Set designer, Es Devlin has given us a simple open plan box set in a revolve that adapts in time and space from the early clothing store in Montgomery through the ages until the final scene set in the early days of the global financial crisis.

With their fluid choreography, the actors are always in control of the set instead of it dominating them, as they seamlessly moved from one part to another.

The use of archive boxes are an important set element as they evolve from being containers for seeds in the early years through to being a last resort for the vapour ware that brings the world to its knees.

Aaron Krohn, Adrian Schiller, Howard W Overshown in THE LEHMAN TRILOGY. Credit: Daniel Boud

A cyclorama reaching from one side of the stage to the other gives us a screen on which video designer, Luke Halls’ images, from early cotton cropping in Alabama to the rise of New York City, are a powerful backdrop onto which the drama is played out.

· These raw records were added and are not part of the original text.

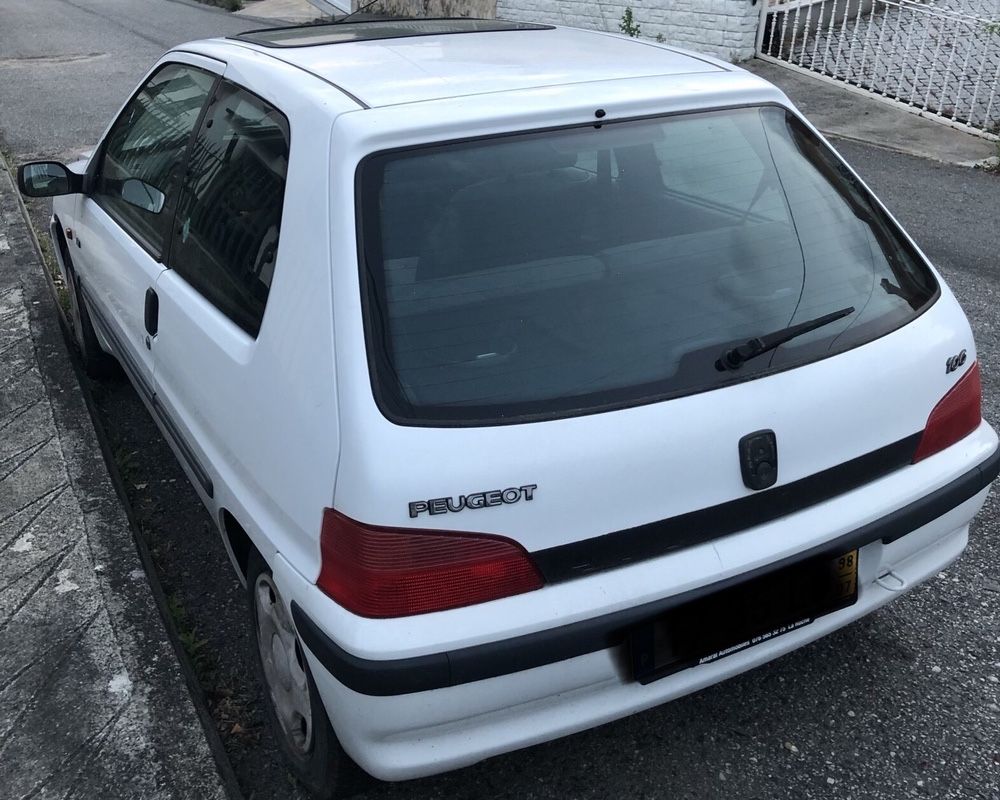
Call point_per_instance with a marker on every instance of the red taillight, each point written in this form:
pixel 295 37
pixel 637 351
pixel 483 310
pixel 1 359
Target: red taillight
pixel 395 572
pixel 955 417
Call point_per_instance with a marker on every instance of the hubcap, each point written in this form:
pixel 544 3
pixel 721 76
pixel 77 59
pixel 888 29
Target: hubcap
pixel 284 665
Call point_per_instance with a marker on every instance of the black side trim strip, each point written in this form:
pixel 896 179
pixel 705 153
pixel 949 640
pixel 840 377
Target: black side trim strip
pixel 149 395
pixel 612 550
pixel 440 670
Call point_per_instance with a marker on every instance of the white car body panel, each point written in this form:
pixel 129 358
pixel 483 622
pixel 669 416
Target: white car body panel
pixel 286 425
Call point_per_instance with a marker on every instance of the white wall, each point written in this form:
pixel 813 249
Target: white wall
pixel 722 28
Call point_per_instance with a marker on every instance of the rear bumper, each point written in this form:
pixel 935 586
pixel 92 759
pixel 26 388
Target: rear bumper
pixel 441 670
pixel 413 735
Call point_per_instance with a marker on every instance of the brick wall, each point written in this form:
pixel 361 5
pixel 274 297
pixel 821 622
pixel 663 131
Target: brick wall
pixel 722 28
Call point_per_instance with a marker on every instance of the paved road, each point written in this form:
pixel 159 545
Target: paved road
pixel 67 65
pixel 905 703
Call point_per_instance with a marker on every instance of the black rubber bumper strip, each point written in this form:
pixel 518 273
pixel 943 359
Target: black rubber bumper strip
pixel 613 550
pixel 490 660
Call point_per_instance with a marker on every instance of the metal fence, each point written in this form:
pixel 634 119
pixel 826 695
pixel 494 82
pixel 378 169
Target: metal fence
pixel 942 59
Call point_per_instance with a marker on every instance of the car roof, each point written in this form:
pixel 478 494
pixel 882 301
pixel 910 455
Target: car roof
pixel 423 60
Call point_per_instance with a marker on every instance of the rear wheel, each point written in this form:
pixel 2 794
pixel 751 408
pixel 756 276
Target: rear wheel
pixel 291 701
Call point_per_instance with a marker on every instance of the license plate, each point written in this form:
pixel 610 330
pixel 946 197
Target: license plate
pixel 741 616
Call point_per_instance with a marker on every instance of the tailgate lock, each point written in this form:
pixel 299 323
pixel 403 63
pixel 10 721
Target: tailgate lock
pixel 759 459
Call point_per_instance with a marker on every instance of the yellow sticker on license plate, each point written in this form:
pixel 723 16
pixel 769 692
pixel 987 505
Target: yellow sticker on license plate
pixel 845 570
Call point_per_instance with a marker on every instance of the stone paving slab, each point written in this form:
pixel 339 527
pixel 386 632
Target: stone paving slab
pixel 93 703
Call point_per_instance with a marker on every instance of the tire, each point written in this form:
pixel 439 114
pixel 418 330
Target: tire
pixel 310 746
pixel 96 363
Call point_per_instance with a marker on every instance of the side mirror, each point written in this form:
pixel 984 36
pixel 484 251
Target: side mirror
pixel 141 195
pixel 47 179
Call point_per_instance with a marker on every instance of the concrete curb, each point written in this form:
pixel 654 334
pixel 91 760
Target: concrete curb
pixel 100 502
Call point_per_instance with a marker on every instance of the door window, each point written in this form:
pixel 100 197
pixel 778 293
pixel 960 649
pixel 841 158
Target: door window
pixel 143 155
pixel 225 240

Sound design by Nick Powell is subtle and effective with moments of shock, particularly during the Wall Street crash.

Jon Clark’s lighting is strong and moves the set not only from day to night but also across the generations without fighting the video backdrops.

At the side of the stage, as in the silent movies, is pianist Cat Beverage who uses a Yiddish folk song as a motif signifying the advance of time and action.

Costume designer Katrina Lindsay has designed three exquisitely tailored suits that become their own adaptable characters as the actors move through the generations.

The Lehman Trilogy is that rare production where all of its elements come together to produce theatre that is memorable and rewarding.